The state of NSW is at possibly its most critical stage of the coronavirus pandemic with the coming week expected to set the tone for its long-term recovery.
A graph shared on Tuesday by Professor Mary Louise McLaws, a WHO advisor and infection control expert at UNSW, revealed NSW to be dangerously close to tracking a similar path as Victoria.
Professor McLaws stated that while Victoria’s average daily change in cumulative case numbers had continued to decline slowly, NSW had begun to record daily increases similar to that seen in early July.
“Next week is critical in NSW to see if another surge is coming; wear masks & continue good public health practices,” Prof McLaws wrote in her post to Twitter Tuesday evening.

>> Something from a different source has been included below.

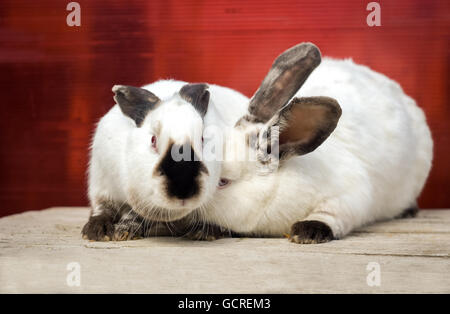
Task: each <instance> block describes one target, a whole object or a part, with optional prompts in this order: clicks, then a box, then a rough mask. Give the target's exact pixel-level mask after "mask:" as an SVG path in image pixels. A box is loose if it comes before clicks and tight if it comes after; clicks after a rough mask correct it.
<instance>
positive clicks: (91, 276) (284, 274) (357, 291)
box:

The graph showed lines representing both states with Victorian cases showing a “good decline” in numbers while those in NSW looked to be on a steeper upward trajectory and increasing in numbers.
One Twitter user said the graph showed “good news for now” and encouraged others to “stay alert” so the numbers would not spike once again.
Nine new cases of COVID-19 were recorded in NSW in the 24 hours before midnight last night, including three returned overseas travellers in hotel quarantine, five linked to a known case or cluster, and one from South Eastern Sydney with an unknown source.
The Department of Health and Human Services confirmed 55 new cases for Victoria on Tuesday after 41 cases and nine deaths on Monday.
The state’s death toll now stands at 683, while there have been 770 deaths nationally.
While the state can move to its next stage of its four-part roadmap if average daily cases remain below 50 for 14 days, Chief Health Officer Brett Sutton said he will not allow Melbourne to move ahead before September 28 even if the threshold has been met.
However, he said that subsequent steps could come quicker if their thresholds were met earlier than the date outlined.
Step Three is pencilled in to commence on October 26 if the daily case average remains below five for 14 days.